Constructing surfaces with first Steklov eigenvalue of arbitrarily large multiplicity
Samuel Audet-Beaumont
TL;DR
The paper proves that the first Steklov eigenvalue on compact surfaces with boundary can have arbitrarily large multiplicity by adapting the Burger–Colbois construction to the Steklov problem. It builds a family of surfaces S_p using a Cayley graph Γ_p of the group G_p=Z_p ⋊ Z_p^*, gluing building blocks along Γ_p to form S_p with genus g_p=1+p(p−1) and 2p boundary components. An isometric G_p‑action on S_p induces a representation on the first Steklov eigenspace E1(S_p), which is shown to contain a high-degree irreducible component, forcing dim E1(S_p) ≥ p−1 and hence m1(S_p) ≥ p−1. The argument combines variational estimates, a Steklov–Neumann comparison, and detailed representation theory of G_p to separate degree-1 from degree-(p−1) representations, establishing unbounded multiplicity as p grows.
Abstract
We construct surfaces with arbitrarily large multiplicity for their first non-zero Steklov eigenvalue. The proof is based on a technique by M. Burger and B. Colbois originally used to prove a similar result for the Laplacian spectrum.
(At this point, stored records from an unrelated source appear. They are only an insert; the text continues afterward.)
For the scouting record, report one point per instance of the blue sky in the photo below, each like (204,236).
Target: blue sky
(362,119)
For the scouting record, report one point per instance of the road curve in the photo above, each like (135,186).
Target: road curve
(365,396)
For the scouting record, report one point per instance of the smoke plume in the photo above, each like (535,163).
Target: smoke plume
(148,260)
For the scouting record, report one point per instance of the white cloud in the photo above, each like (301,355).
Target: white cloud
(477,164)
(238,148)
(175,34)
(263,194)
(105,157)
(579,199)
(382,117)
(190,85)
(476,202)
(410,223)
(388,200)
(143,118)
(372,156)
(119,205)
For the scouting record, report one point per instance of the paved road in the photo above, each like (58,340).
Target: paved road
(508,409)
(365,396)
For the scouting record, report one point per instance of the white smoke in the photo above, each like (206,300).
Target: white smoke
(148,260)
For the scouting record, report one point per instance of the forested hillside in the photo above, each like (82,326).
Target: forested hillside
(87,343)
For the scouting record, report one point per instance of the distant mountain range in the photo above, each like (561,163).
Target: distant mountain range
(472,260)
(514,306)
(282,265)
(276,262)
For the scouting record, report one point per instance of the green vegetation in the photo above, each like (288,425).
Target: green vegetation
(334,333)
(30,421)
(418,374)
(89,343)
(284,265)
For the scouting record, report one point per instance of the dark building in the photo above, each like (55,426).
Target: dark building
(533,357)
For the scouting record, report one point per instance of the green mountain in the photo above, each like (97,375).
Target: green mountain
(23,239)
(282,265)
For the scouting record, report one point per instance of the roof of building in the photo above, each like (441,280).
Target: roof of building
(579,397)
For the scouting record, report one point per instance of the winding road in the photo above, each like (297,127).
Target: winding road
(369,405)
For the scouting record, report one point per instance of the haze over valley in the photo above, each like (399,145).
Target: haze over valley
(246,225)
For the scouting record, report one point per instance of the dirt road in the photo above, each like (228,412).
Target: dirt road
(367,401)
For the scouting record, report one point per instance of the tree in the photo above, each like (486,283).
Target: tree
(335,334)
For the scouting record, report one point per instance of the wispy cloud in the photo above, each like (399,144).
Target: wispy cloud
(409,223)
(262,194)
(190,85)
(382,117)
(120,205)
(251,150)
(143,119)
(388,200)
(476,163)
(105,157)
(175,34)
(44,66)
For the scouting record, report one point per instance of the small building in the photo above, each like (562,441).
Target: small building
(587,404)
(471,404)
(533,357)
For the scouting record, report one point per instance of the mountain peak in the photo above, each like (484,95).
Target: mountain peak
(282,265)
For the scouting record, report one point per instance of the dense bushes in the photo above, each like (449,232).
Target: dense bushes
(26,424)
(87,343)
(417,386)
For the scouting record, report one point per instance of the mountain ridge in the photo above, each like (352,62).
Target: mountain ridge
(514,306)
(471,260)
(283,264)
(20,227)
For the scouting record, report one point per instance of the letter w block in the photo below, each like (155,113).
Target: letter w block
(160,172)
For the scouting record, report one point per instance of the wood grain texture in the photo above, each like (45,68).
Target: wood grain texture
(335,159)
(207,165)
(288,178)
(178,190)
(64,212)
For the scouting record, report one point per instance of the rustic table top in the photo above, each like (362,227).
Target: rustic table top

We start by constructing surfaces $S_p$ with a specific subgroup of isometry $G_p:= \mathbb{Z}_p \rtimes \mathbb{Z}_p^*$ for each prime $p$. We do so by gluing surfaces with boundary following the structure of the Cayley graph of $G_p$. We then exploit the properties of $G_p$ and $S_p$ in order to show that an irreducible representation of high degree (depending on $p$) acts on the eigenspace of functions associated with $σ_1(S_p)$, leading to the desired result.